Está hecho un fenómeno. Entre sus razones para apoyar a la chulapa vocacional, el camaleónico actor ha citado la necesidad de que Madrid siga siendo ese lugar libérrimo donde el idioma no se alza como una barrera entre los ciudadanos. La idea no es nueva, claro, y con ella se lanza más un sopapo a la periferia que un piropo a la capital. A mí, extramuros del paraíso monolingüe, me solivianta un poco, y un poco bastante, esa altanería con la que despachan la complejidad ajena quienes carecen de ella. Donde hay una sola lengua oficial no tiene mucho mérito, digo yo, poner paz y amor entre sus hablantes.

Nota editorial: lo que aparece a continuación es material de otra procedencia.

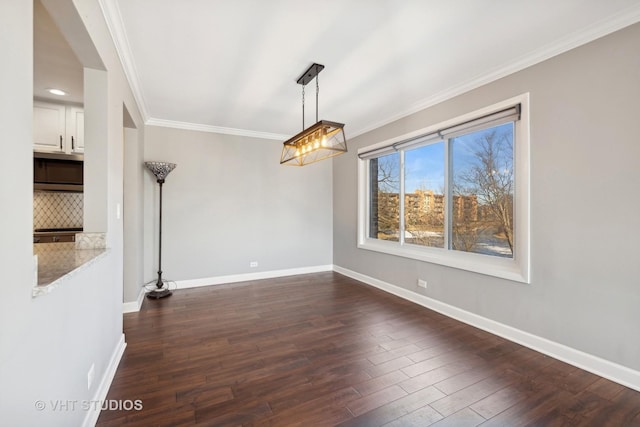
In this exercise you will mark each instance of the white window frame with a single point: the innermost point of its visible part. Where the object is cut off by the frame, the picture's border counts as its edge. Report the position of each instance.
(516, 268)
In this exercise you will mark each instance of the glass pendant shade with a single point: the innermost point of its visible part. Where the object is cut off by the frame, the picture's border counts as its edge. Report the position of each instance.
(318, 142)
(160, 169)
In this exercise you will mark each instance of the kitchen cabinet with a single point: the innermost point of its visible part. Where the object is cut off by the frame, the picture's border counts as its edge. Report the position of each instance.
(58, 128)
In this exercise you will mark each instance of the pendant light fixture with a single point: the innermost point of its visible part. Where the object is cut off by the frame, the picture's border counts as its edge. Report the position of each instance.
(320, 141)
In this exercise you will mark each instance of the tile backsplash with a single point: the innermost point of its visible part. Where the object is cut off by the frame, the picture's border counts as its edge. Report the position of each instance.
(57, 210)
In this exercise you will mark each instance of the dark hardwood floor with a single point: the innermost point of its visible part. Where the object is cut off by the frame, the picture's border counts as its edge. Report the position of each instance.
(325, 350)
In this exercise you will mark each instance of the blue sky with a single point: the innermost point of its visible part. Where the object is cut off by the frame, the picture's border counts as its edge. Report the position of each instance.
(424, 166)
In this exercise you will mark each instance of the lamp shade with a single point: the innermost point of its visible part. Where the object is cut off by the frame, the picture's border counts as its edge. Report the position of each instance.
(160, 169)
(318, 142)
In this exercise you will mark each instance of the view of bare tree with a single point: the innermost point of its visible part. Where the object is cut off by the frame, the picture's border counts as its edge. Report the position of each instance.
(490, 178)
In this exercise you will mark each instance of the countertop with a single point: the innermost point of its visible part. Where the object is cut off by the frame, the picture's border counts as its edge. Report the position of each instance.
(59, 261)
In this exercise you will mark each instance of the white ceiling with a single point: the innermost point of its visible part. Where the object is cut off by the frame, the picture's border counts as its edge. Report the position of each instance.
(231, 66)
(55, 66)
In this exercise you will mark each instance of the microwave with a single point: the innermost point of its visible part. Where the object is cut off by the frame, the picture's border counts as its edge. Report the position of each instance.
(58, 172)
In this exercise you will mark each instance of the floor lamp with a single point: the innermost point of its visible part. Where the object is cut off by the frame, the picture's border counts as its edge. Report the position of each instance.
(160, 170)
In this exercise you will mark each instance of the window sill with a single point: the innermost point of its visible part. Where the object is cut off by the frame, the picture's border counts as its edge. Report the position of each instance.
(504, 268)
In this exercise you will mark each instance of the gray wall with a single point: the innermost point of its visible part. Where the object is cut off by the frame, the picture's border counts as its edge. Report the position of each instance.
(585, 222)
(48, 343)
(229, 202)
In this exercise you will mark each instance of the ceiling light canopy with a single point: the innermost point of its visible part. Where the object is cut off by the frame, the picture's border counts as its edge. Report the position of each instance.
(320, 141)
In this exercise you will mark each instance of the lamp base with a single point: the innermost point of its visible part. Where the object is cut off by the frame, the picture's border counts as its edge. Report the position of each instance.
(159, 293)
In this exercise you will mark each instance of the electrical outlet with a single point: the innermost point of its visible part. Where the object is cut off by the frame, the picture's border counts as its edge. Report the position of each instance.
(91, 375)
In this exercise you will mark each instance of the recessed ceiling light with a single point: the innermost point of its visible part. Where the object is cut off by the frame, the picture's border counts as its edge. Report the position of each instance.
(57, 92)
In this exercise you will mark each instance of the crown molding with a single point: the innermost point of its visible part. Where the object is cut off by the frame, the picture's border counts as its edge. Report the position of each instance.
(215, 129)
(600, 29)
(113, 18)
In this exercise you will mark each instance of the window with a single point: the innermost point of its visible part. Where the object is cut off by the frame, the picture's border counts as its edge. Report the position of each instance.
(455, 194)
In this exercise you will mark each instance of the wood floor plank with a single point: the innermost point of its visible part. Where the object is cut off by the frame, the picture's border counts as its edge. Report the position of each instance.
(324, 350)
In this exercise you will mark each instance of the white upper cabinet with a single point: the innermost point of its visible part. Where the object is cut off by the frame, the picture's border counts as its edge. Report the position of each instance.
(58, 128)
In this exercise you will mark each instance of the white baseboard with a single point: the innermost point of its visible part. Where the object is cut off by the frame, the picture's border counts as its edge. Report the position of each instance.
(620, 374)
(220, 280)
(91, 418)
(133, 306)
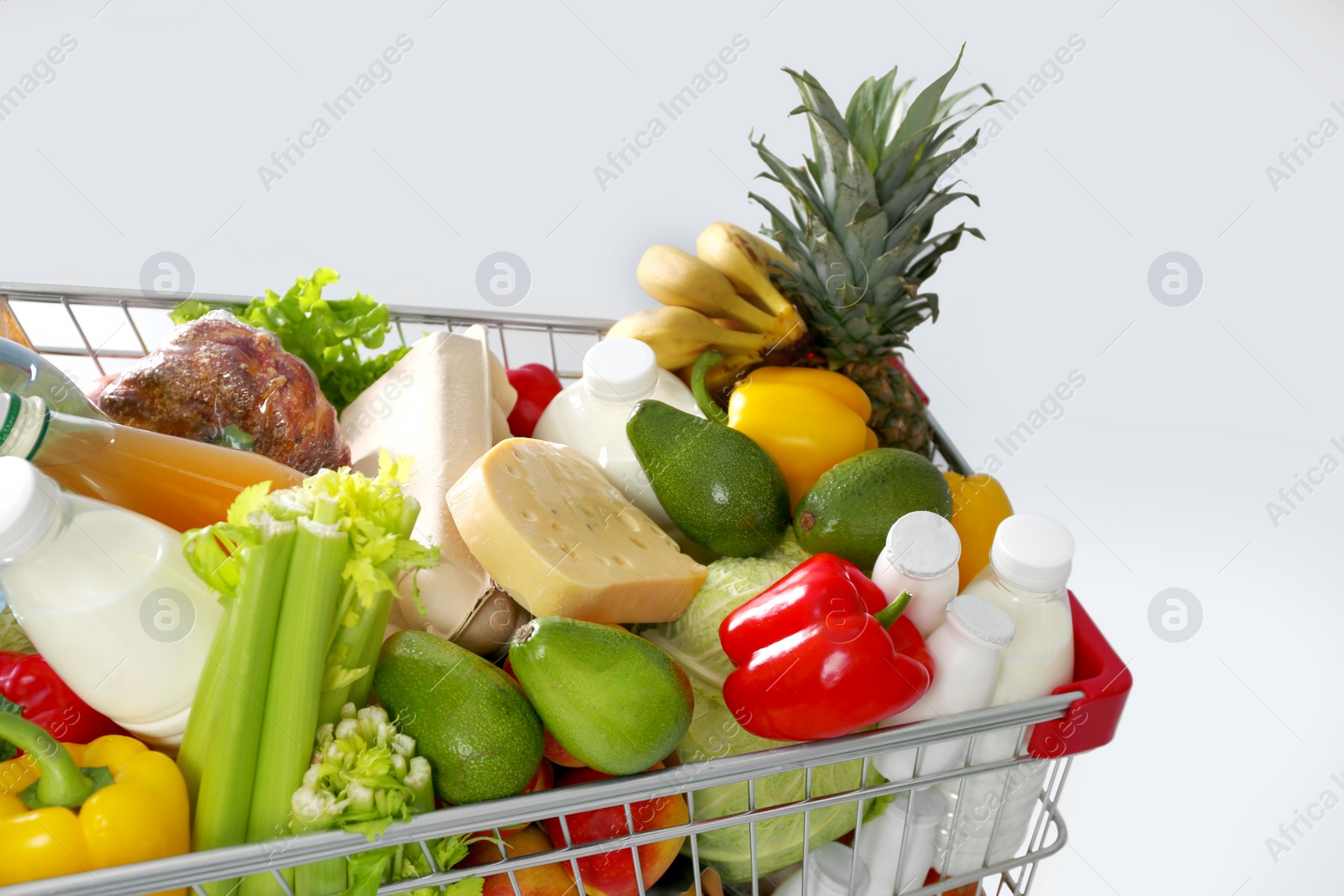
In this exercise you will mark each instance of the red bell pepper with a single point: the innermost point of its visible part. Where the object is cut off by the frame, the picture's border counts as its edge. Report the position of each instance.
(537, 385)
(820, 654)
(47, 701)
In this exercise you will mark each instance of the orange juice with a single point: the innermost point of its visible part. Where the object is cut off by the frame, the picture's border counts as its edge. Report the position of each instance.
(181, 483)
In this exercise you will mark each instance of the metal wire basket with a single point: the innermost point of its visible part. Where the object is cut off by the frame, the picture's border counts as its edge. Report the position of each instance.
(92, 332)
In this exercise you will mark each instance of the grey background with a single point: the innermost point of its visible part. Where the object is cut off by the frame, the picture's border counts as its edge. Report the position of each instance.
(1155, 139)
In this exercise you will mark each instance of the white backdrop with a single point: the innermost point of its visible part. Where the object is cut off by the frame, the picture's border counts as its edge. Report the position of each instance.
(1155, 137)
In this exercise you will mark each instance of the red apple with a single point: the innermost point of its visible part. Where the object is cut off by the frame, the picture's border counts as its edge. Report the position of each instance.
(613, 873)
(543, 880)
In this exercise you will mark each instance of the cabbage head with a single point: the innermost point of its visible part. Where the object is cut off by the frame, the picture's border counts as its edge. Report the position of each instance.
(694, 642)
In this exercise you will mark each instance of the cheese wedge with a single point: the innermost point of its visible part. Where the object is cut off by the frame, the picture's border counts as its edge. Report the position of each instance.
(551, 531)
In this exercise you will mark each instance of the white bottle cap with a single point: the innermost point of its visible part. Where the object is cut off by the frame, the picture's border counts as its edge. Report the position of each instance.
(620, 369)
(29, 506)
(830, 864)
(1032, 553)
(927, 805)
(922, 546)
(981, 621)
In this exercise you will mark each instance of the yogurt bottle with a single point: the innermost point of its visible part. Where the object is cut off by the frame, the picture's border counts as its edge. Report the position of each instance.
(921, 558)
(897, 846)
(828, 873)
(965, 653)
(1028, 570)
(591, 414)
(108, 600)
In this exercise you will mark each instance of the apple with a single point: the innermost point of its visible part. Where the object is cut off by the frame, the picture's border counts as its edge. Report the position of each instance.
(613, 873)
(543, 880)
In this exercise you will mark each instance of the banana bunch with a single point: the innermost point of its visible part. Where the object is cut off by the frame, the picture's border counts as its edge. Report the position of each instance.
(719, 298)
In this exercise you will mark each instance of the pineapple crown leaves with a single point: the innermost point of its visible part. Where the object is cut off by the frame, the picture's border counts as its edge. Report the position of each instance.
(864, 206)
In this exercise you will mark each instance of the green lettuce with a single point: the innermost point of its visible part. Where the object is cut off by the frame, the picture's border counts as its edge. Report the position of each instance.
(694, 642)
(331, 336)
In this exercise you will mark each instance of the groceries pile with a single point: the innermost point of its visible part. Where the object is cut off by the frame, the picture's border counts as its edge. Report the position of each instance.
(276, 579)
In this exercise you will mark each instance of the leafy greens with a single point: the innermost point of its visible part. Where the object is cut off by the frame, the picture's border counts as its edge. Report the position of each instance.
(327, 335)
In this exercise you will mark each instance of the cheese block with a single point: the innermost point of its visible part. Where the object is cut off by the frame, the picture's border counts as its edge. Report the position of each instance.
(444, 405)
(564, 542)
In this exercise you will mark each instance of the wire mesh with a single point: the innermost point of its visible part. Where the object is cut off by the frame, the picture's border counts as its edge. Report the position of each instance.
(93, 332)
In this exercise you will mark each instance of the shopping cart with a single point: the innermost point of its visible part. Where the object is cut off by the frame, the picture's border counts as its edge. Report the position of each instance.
(92, 332)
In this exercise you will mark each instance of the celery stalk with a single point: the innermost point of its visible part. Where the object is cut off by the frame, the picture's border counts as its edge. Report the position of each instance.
(322, 879)
(201, 723)
(356, 647)
(373, 637)
(226, 775)
(312, 590)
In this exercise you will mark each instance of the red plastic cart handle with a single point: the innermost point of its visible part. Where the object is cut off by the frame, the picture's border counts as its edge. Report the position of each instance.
(1105, 683)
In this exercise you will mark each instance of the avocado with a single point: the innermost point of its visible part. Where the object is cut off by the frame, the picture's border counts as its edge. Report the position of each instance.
(470, 720)
(615, 700)
(853, 504)
(719, 486)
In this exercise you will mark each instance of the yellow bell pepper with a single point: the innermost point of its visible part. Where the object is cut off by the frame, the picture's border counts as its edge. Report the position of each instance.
(806, 419)
(979, 506)
(141, 815)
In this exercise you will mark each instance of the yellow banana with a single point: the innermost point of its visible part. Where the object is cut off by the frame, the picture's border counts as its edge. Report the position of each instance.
(743, 259)
(679, 278)
(680, 335)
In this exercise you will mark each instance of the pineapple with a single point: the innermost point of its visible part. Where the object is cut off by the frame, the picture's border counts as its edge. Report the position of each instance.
(859, 237)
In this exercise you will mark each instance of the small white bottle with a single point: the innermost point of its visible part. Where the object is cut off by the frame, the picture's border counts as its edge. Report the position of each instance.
(591, 414)
(965, 654)
(108, 600)
(900, 841)
(828, 873)
(921, 558)
(1027, 575)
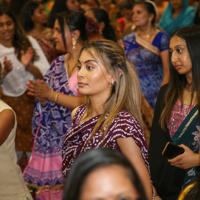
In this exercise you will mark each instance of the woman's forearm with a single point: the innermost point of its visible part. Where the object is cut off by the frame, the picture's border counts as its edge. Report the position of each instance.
(67, 101)
(35, 71)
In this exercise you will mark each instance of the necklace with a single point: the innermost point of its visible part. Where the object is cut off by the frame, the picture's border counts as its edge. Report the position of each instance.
(67, 66)
(188, 87)
(148, 37)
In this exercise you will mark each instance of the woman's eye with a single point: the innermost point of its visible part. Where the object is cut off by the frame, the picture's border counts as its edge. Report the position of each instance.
(89, 68)
(179, 50)
(78, 67)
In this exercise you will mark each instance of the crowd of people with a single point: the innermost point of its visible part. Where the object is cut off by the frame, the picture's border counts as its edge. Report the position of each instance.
(91, 94)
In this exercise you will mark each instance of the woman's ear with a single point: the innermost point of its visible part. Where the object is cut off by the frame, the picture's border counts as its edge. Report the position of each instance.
(119, 71)
(76, 34)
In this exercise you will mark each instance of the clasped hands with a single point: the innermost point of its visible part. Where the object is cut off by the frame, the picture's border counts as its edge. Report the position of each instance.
(26, 58)
(186, 160)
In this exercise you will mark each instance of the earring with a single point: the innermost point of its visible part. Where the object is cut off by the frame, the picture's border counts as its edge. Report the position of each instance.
(111, 83)
(73, 43)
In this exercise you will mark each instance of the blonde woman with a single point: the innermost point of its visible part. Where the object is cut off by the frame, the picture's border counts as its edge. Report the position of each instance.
(111, 117)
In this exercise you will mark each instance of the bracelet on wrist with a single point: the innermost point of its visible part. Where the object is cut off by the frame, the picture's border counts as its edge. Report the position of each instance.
(56, 97)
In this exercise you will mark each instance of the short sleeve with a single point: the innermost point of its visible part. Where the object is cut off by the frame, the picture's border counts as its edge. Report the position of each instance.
(164, 41)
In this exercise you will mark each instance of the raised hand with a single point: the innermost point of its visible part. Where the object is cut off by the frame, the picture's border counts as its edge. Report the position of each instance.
(186, 160)
(7, 66)
(40, 90)
(27, 57)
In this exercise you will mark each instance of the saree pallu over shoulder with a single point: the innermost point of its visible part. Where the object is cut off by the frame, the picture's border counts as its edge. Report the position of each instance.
(146, 57)
(188, 134)
(78, 138)
(50, 125)
(147, 45)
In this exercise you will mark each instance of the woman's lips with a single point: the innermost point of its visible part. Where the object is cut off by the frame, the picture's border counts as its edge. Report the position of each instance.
(80, 84)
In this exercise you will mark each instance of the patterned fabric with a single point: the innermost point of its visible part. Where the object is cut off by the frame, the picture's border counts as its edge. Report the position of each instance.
(77, 139)
(169, 24)
(186, 190)
(148, 64)
(50, 125)
(177, 117)
(47, 44)
(188, 134)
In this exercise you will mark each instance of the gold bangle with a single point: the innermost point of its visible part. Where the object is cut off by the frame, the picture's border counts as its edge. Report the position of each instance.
(56, 97)
(51, 98)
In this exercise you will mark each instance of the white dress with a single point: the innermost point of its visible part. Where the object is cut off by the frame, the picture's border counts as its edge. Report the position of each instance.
(14, 82)
(12, 185)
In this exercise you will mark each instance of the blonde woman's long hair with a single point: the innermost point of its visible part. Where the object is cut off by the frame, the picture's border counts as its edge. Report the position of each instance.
(126, 93)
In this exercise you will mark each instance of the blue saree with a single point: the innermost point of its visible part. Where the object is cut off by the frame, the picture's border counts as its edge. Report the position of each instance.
(185, 18)
(146, 58)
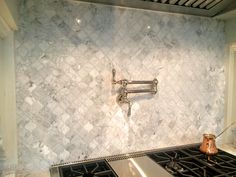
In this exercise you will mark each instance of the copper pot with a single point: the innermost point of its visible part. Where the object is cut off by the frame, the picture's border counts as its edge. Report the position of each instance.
(208, 145)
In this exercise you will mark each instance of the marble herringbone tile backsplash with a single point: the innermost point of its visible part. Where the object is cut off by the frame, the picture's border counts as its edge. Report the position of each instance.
(66, 105)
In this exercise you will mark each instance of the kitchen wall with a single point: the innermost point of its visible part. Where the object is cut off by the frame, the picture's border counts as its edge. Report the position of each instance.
(8, 102)
(66, 105)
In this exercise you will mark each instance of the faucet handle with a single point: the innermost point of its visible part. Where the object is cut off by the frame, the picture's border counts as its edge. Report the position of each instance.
(129, 109)
(113, 76)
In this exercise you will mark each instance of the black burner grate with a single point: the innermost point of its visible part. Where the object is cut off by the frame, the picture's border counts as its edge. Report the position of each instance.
(91, 169)
(190, 162)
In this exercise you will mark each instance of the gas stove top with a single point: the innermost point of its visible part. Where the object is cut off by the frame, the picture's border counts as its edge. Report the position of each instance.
(183, 161)
(191, 162)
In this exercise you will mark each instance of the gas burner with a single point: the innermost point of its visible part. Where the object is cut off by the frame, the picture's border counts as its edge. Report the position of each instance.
(89, 169)
(173, 165)
(189, 161)
(88, 175)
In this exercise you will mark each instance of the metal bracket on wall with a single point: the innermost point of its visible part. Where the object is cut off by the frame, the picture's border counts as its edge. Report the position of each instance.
(124, 91)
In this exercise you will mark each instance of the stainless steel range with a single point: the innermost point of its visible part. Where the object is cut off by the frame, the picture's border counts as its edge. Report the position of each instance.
(178, 161)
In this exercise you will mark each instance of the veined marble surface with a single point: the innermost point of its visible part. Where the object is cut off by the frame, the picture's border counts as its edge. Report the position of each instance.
(66, 105)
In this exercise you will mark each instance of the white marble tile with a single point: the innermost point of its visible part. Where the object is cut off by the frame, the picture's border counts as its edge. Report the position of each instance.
(66, 104)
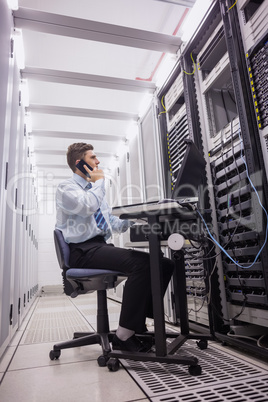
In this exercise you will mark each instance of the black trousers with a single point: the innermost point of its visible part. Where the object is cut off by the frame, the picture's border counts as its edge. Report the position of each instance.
(137, 296)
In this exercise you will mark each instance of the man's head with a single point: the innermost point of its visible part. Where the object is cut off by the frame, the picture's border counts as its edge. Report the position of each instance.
(78, 151)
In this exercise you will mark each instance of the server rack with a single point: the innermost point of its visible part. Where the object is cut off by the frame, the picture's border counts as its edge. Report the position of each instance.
(226, 114)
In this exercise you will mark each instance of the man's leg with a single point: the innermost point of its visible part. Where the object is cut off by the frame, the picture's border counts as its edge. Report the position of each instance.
(137, 297)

Y es que la diversidad brilla hermosa en los anuncios, pero en la vida diaria puede ser problemática. El exotismo no es bienvenido si el masai salta en el piso de arriba. Calma, africanistas: tampoco lo es un concierto de cencerros. Por eso no conviene sentar cátedra sobre conflictos identitarios, raciales, religiosos, sexuales o lingüísticos cuando uno mira alrededor y ve un paisaje monocorde. Así cualquiera es capaz de gestionar la variedad y blasonar de tolerancia por comerse un dürüm. En fin, que si alguien se asoma a la ventana, a una ventana de al menos cinco siglos, y en su calle siempre han mandado señores muy españoles, muy blancos, muy católicos, muy machos y muy castellanoparlantes, es lógico que le resulte molesto esto de organizar la diferencia, qué ganas de incordiar cada cual con sus pejigueras. No es sencillo, no, hacer sitio y otorgar derechos al otro en la poltrona, la plaza, la cama y el cementerio. Con lo bien que nos entendíamos siendo todos como yo.